DESCRIPTION OF THE DRAWINGS
[0006] FIG. 1 is a three-dimensional layout of a probe card with
full wafer contact configuration according to the present
invention;
[0007] FIG. 2 is a cross-sectional view of a probe card with full
wafer contact configuration according to the present invention;
[0008] FIG. 3 is a cross-sectional view showing the fully contact
between the wafer under test and the probe card according to the
present invention;
[0009] FIG. 4 is a cross-sectional view showing the fully contact
between another probe card with full wafer contact configuration
and another larger bonding pad pitch wafer according to the present
invention; and
[0010] FIG. 5 is a cross-sectional view of a probe card according
to the U.S. Pat. No. 6,215,321 entitled "PROBE CARD FOR WAFER-LEVEL
MEASUREMENT, MULTILAYER CERAMIC WIRING BOARD, AND FABRICATING
METHODS THEREFOR".
DETAIL DESCRIPTION OF THE INVENTION
[0011] Please referring to the drawings attached, the present
invention will be described by means of an embodiment below.
[0012] As shown in FIGS. 1 and 2, the probe card with full wafer
contact configuration comprises: a back plate 30, a plurality of
modular multilayer ceramic wiring board 40, and a cover substrate
50 to fully contact a wafer 70 under test. Conventionally, there
are many chips, such as memory, logic, ASIC, micro-processors or
micro-controllers and so on, are embodied in the wafer 70 under
test.
[0013] As shown in FIG. 2, the back plate 30 is a ceramic board,
with a size larger than the wafer 70 under test. The back plate 30
has a first surface 31, a second surface 32 and a plurality of vias
33 which electrically connect the first and second surfaces 31,32.
The first surface 31 has several contacting pads 34, connecting
directly to first contacting pads 41 formed on the modular
multilayer ceramic wiring boards 40. The second surface 32 also has
many contacting pads 35 (or metal fingers) formed on the edge which
electrically connect to corresponding the contacting pads 34 of the
first surface 31 by means of the vias 33. The simple structure of
the back plate 30, only formed with dual or a few layers of wiring
patterns, will ensure an improved yield during manufacturing and a
reduction of manufacturing cost.
[0014] As shown in FIGS. 1 and 2, the plurality of modular
multilayer ceramic wiring boards 40 are embodied in the back plate
30 on a same plane, and the total size of the modular multilayer
ceramic wiring boards 40 is larger than the wafer 70 under test.

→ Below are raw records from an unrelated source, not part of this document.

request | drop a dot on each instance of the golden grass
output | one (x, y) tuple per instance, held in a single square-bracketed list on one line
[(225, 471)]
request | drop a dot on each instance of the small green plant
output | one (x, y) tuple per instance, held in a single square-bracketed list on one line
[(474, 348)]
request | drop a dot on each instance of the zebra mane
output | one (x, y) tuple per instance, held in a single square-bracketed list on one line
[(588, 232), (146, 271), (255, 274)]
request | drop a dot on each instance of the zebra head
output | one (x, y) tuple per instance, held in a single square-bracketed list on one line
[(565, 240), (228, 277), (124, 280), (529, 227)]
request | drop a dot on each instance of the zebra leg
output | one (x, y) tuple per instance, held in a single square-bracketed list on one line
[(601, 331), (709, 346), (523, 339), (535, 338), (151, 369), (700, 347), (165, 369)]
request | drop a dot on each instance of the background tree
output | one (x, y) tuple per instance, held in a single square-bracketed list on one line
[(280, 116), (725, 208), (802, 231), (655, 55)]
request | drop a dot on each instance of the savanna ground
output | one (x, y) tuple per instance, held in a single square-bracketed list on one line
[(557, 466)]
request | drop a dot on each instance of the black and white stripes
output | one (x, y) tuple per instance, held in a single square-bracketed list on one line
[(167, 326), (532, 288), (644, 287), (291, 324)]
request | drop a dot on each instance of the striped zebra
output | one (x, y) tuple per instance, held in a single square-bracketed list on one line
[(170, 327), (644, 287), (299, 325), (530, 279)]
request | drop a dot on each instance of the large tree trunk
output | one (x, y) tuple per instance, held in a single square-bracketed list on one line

Horizontal or vertical slots are formed on the edge 43 of each
modular multilayer ceramic wiring board 40 for interconnection
between modular multilayer ceramic wiring boards 40. Each modular
multilayer ceramic wiring board 40, with multilayer of wiring
patterns, including multilayer of circuits and vias (not show in
the figure), is electrically connected to the first contacting pads
41 and the corresponding second contacting pads 42 on opposing
surfaces. The modular multilayer ceramic wiring board 40 also may
include electrical components, such as inductors and capacitors. On
the bottom surface of the modular multilayer ceramic wiring board
40 is formed with the first contacting pads 41 and is designed
according to the contacting pads 34 of the first surface 31 on the
back plate 30. The second contacting pads 42 are formed on the top
surfaces of the modular multilayer ceramic wiring boards 40 which
have the same contacting pad layout as the contacting pads 52 on
the cover substrate 50. Because the circuits of the modular
multilayer ceramic wiring boards 40 are modularly connected, they
can be manufactured separately. The manufactured ceramic wiring
boards will go under test and only the ones with good quality will
be chosen to assemble a larger size of multilayer ceramic wiring
board. This is more applicable in manufacturing.

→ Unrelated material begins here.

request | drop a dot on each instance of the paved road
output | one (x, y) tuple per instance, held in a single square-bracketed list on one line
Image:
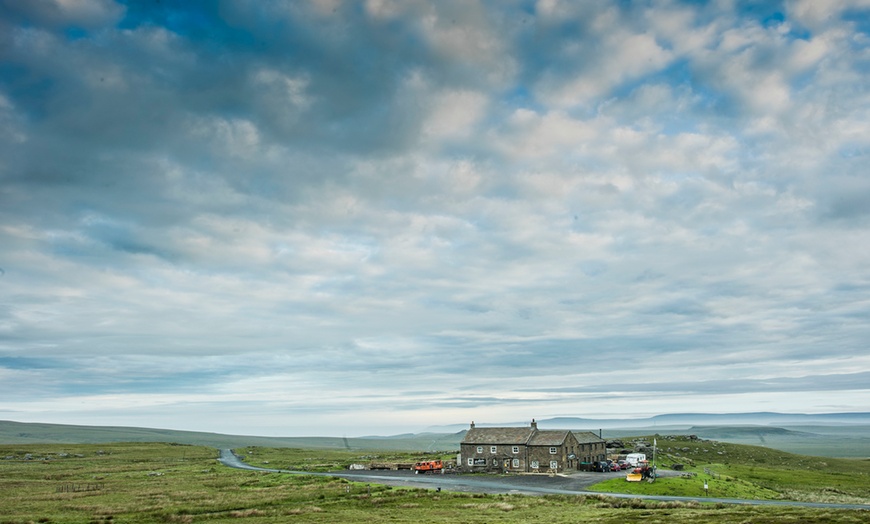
[(520, 484)]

[0015] As shown in FIG. 2, the cover substrate 50 is formed on top
surfaces of the multilayer ceramic wiring boards 40. The cover
substrate 50 may be a ceramic substrate, a thin film substrate or a
silicon substrate. In this embodiment, the cover substrate 50 is a
polyimide thin-film. On a surface toward the modular multilayer
ceramic wiring boards 40, the substrate 50 has a plurality
contacting pads 52, and has the same contacting pad layout as the
second contacting pads 42 on the modular multilayer ceramic wiring
board 40. On the other surface of the cover substrate 50 contacting
pads 51 are formed, such as conductive bumps which are designed
according to the layout of the bonding pad 72 on the wafer 70 under
test. The cover substrate 50 also has vias 53, to connect to the
contacting pads 51 and 52. In another embodiment, the substrate 50
may be a silicon or ceramic substrate, with elastic probe needles
or vertical probe needles manufacturing on the surface.

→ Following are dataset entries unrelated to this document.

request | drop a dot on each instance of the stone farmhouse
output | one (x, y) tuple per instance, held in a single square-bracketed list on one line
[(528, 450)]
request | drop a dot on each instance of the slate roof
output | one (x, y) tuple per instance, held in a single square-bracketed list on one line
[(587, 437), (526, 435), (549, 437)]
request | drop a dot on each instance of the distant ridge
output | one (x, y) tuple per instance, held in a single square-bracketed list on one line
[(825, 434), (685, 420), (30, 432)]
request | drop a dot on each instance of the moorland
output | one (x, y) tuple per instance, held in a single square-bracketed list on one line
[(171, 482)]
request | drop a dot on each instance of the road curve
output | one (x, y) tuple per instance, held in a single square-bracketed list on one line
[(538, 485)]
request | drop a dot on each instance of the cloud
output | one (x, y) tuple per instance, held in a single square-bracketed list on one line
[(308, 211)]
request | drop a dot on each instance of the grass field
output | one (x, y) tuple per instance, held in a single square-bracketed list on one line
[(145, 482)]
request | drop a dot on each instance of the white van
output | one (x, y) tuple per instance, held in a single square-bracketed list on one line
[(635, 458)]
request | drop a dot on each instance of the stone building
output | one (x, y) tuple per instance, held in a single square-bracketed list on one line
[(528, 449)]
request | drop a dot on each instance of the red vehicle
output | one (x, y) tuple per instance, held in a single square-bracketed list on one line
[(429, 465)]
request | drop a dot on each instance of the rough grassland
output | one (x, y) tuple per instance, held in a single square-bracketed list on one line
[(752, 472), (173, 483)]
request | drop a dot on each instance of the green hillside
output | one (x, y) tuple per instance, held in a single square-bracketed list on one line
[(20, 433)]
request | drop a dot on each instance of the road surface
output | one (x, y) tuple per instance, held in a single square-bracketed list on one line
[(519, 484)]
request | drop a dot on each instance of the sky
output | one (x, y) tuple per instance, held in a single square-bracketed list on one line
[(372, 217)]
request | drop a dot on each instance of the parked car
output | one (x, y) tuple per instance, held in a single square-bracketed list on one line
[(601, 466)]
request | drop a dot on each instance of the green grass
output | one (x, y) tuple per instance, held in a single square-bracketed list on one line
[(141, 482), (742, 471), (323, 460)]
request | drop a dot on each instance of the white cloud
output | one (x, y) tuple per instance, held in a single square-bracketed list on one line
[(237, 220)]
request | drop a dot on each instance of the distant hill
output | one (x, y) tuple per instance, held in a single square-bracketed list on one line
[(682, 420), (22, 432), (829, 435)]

[0016] As shown in FIG. 3, the back plate 30, the modular
multilayer ceramic wiring boards 40 and the cover substrate 50 are
assembled to a probe card with full wafer contact configuration.
Preferably, the back plate 30, the modular multilayer ceramic
wiring board 40 and the substrate 50 should be fastened by fixtures
60. This ensured that the contacting pads 51 on the cover substrate
50 have good electrical contact with all the bonding pads 72 on
wafer 70 under test for testing all the chips 71 on the wafer 70
without readjustment. The modular multilayer ceramic wiring boards
40 provide electrical connections between the contacting pads 51 on
the substrate 50 and the back plate 30. Individual modular
multilayer ceramic wiring board 40 could be manufactured separately
and this will ensure that the probe card with full wafer contact
configuration be manufactured, assembled, and applied in a more
cost-effective and quality-improved way.
[0017] In the second embodiment of the present invention, as shown
in FIG. 4, a probe card with full wafer contact configuration
assembled on the semiconductor test apparatus same as the first
embodiment is used for electrically contacting with another wafer
170 with larger bonding pad pitch. The bonding pad pitch of the
wafer 170 is larger than that of the wafer 70 under test described
above. This probe card with full wafer contact configuration
comprises a back plate 130 and a plurality of modular ceramic
wiring boards 140. The size of the back plate 130 is about the same
as that of the back plate 30 described above. The electrical vias
133 provide electrical connection between the first surface 131 and
the second surface 132. The plurality of modular ceramic wiring
boards 140 are assembled with the back plate 130 to be a complete
ceramic wiring board, which have contacting pads 142 formed on the
exposed surfaces of the modular ceramic wiring boards 140 and
connecting directly to the bonding pads 172 of the wafer 170 under
test. Preferably, probe needles or electric bumps are formed on the
contacting pads 142 to provide good electrical contact with all the
bonding pads 172 of the wafer 170 under test. According to this
present invention, the probe card not only can apply to a wafer
with a smaller bonding pad pitch, but also performs chip-probing
for the larger bonding pad pitch. This increases the flexibility of
the apparatus, and it needs only one chip probing during the
processing. It does not need to perform electrical contact or
alignment several times.
[0018] The above description of embodiments of this invention is
intended to be illustrative and not limiting. Other embodiments of
this invention will be obvious to those skilled in the art in view
of the above disclosure.
* * * * *